The report was funded by a $25,000 grant from the New York Community Trust and included 105 organizations in Erie, Niagara, Chautauqua, Cattaraugus and Allegany counties.
This is not the first time the Arts Initiative has sought to generate some hard numbers. The group commissioned a similar study back in 2007, and it was time for a fresh look, as reported by News Arts Critic Colin Dabkowski.
The actual economic impact of the arts is even greater than reported because the study left out such things as touring productions that come to Shea’s and musical acts booked into the region’s numerous concert venues. Tickets to those shows generate big money, so that spinoff is also significant.
ASI Executive Director Tod A. Kniazuk said that beyond the economic impact, the culturals provide benefits such as “tourism, education and veterans services, health services, national and international recognition, obviously community service and then of course the fact that the ‘product’ we produce actually inspires people and actually makes them think, too.

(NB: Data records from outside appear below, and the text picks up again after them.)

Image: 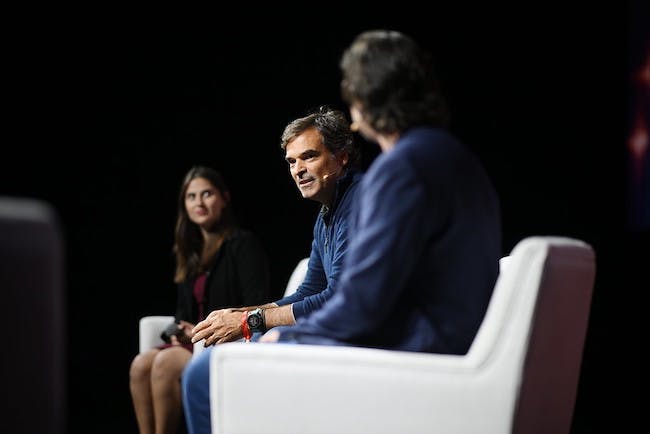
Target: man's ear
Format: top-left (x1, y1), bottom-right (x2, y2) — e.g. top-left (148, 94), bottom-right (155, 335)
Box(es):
top-left (336, 151), bottom-right (350, 167)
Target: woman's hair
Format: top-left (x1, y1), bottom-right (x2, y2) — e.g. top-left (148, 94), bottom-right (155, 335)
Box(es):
top-left (174, 166), bottom-right (237, 283)
top-left (280, 106), bottom-right (361, 166)
top-left (339, 30), bottom-right (448, 134)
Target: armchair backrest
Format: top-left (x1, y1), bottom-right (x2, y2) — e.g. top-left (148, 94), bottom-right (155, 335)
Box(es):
top-left (467, 236), bottom-right (596, 434)
top-left (0, 197), bottom-right (67, 434)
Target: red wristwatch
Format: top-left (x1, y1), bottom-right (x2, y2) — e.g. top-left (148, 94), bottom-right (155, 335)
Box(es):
top-left (241, 311), bottom-right (251, 342)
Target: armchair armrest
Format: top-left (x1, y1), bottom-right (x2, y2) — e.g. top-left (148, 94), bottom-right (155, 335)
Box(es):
top-left (139, 315), bottom-right (174, 353)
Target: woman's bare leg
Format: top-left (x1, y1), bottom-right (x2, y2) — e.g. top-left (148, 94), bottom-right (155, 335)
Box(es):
top-left (129, 349), bottom-right (160, 434)
top-left (151, 346), bottom-right (192, 434)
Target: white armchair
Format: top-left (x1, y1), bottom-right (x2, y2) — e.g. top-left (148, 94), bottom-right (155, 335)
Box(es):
top-left (210, 237), bottom-right (595, 434)
top-left (139, 258), bottom-right (309, 356)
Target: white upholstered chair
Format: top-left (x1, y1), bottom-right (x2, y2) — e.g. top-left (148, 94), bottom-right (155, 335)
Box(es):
top-left (210, 236), bottom-right (595, 434)
top-left (139, 258), bottom-right (309, 356)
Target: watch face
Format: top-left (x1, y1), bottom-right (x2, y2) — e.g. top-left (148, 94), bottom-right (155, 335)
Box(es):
top-left (247, 313), bottom-right (262, 330)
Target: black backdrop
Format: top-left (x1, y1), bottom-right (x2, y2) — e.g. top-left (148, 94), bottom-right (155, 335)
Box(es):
top-left (0, 2), bottom-right (650, 433)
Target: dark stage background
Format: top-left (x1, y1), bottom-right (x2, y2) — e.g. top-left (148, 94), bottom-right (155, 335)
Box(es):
top-left (0, 2), bottom-right (650, 433)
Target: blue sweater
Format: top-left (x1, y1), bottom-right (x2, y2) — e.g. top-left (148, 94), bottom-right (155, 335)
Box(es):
top-left (275, 170), bottom-right (362, 320)
top-left (280, 128), bottom-right (501, 354)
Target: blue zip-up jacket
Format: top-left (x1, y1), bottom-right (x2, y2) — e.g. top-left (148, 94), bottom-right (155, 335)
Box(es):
top-left (275, 170), bottom-right (362, 320)
top-left (280, 127), bottom-right (501, 354)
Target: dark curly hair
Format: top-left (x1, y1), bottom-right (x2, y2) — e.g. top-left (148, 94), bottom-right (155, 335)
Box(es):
top-left (339, 30), bottom-right (449, 134)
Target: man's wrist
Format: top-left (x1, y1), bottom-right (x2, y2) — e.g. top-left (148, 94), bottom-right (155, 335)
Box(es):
top-left (246, 307), bottom-right (266, 334)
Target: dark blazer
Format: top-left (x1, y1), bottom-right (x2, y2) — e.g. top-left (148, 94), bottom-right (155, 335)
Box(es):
top-left (175, 229), bottom-right (270, 324)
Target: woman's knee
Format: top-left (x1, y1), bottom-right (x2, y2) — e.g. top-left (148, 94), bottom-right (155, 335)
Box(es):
top-left (129, 350), bottom-right (158, 381)
top-left (151, 347), bottom-right (192, 379)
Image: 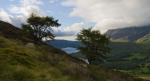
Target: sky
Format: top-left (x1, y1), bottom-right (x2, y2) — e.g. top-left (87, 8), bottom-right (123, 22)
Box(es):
top-left (0, 0), bottom-right (150, 40)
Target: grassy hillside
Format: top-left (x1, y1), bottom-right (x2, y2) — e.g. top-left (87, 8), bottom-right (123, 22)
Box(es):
top-left (104, 42), bottom-right (150, 80)
top-left (72, 42), bottom-right (150, 80)
top-left (0, 23), bottom-right (148, 81)
top-left (136, 34), bottom-right (150, 44)
top-left (106, 25), bottom-right (150, 42)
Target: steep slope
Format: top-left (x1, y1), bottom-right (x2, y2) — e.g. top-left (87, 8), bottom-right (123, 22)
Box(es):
top-left (106, 26), bottom-right (150, 41)
top-left (47, 40), bottom-right (81, 48)
top-left (0, 23), bottom-right (147, 81)
top-left (136, 34), bottom-right (150, 44)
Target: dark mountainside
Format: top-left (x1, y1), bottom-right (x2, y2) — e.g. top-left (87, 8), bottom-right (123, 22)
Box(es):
top-left (46, 40), bottom-right (81, 48)
top-left (0, 22), bottom-right (148, 81)
top-left (106, 26), bottom-right (150, 42)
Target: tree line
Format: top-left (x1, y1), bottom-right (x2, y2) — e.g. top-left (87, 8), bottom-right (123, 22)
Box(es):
top-left (22, 14), bottom-right (110, 64)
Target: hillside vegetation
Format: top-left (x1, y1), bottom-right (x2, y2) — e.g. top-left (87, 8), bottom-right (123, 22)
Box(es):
top-left (106, 25), bottom-right (150, 42)
top-left (0, 22), bottom-right (148, 81)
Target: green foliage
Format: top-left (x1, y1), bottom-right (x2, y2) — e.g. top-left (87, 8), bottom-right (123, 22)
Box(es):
top-left (0, 36), bottom-right (146, 81)
top-left (77, 29), bottom-right (110, 64)
top-left (22, 14), bottom-right (60, 40)
top-left (136, 34), bottom-right (150, 44)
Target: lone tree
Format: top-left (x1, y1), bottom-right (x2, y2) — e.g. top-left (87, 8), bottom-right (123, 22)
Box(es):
top-left (22, 14), bottom-right (60, 41)
top-left (77, 28), bottom-right (110, 64)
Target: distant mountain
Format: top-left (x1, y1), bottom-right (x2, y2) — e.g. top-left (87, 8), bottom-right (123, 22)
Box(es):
top-left (106, 25), bottom-right (150, 42)
top-left (0, 22), bottom-right (147, 81)
top-left (136, 34), bottom-right (150, 44)
top-left (47, 40), bottom-right (81, 48)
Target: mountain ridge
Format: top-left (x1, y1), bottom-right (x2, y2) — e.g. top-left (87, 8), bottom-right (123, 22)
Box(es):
top-left (105, 25), bottom-right (150, 42)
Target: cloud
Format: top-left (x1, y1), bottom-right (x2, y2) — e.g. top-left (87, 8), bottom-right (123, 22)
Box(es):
top-left (7, 0), bottom-right (43, 26)
top-left (0, 9), bottom-right (12, 23)
top-left (53, 22), bottom-right (84, 36)
top-left (49, 0), bottom-right (59, 4)
top-left (62, 0), bottom-right (150, 32)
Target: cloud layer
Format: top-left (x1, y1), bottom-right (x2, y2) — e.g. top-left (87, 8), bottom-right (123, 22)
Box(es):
top-left (0, 0), bottom-right (43, 26)
top-left (63, 0), bottom-right (150, 32)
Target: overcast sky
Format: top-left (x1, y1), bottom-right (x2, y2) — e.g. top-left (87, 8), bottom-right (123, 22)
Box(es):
top-left (0, 0), bottom-right (150, 40)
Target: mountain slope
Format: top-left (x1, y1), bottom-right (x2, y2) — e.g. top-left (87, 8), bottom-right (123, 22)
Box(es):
top-left (106, 26), bottom-right (150, 42)
top-left (0, 23), bottom-right (144, 81)
top-left (136, 34), bottom-right (150, 44)
top-left (47, 40), bottom-right (81, 48)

All of that’s the real impact.”
In focusing on the nonprofit cultural industry, the study found that people attending events spent an average of $17.77 beyond the ticket price and, even more significant, that 19 percent of audiences for events at the 105 organizations included in the report came from outside of the region. And spending by the out-of-town audience reached $52.10 per person.
This is good information for those who sit in legislative chambers and nonprofit boardrooms and, for that matter, the everyday citizen contemplating where to start a career and raise a family.
Indeed, the culturals have an impact that goes far beyond the strictly financial, getting to the heart of quality of life here and what it means to live in an enlightened and progressive area that is drawing people from near and far who want to live, work and play here.